Почему так произошло? Кстати, по этому факту ГБР возбудило уголовное дело. 20 февраля этого года я был на допросе. До этого в допросах была пауза продолжительностью в год. Но допросы — это тема для отдельного разговора.
— Извините, но какое вы имеете отношение к трагическим событиям на юге?
— Меня очень удивило, что я одним из первых из Вооруженных Сил был вызван. Один из вопросов ко мне был, существовали ли определенные планы и почему так случилось. Планы существовали. А что случилось, нужно разобраться.

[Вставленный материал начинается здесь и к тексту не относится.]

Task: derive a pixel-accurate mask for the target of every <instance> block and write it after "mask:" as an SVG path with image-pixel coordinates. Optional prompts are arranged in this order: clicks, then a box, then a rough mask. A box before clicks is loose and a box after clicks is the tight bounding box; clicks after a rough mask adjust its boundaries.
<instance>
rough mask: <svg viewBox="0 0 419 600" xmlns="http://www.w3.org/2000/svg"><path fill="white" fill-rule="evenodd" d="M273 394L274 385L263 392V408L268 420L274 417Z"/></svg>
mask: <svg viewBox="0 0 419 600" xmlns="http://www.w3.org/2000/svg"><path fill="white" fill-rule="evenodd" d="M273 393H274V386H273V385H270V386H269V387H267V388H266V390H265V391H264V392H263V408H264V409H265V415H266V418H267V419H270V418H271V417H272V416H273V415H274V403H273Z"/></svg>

— Каким для вас было утро 24 февраля?
— Все началось со звонка. Где-то в половине шестого позвонил брат. Я сказал жене: «Наверное, что-то случилось». Брат спросил: «У вас все нормально? У нас здесь взрывы». Он живет на Виноградаре. Я взрывов не слышал. Сразу включил телевизор, а там выступал путин. Единственное, что сказал: «Это война». Побрился, надел форму, вызвал машину и уехал в Генеральный штаб. В 7:45 зашел туда.
Накануне прогнозировал: если что-то не случится до конца февраля — начала марта, следующая фаза будет в мае. Пожалуй, так и было бы, если бы ФСБ не уговорила путина на проведение этой специальной военной операции. Возможно, они хотели поскорее оправдать те четыре миллиарда, которые им давали на подрыв ситуации внутри Украины, которых потом недосчитались, когда начали проверять.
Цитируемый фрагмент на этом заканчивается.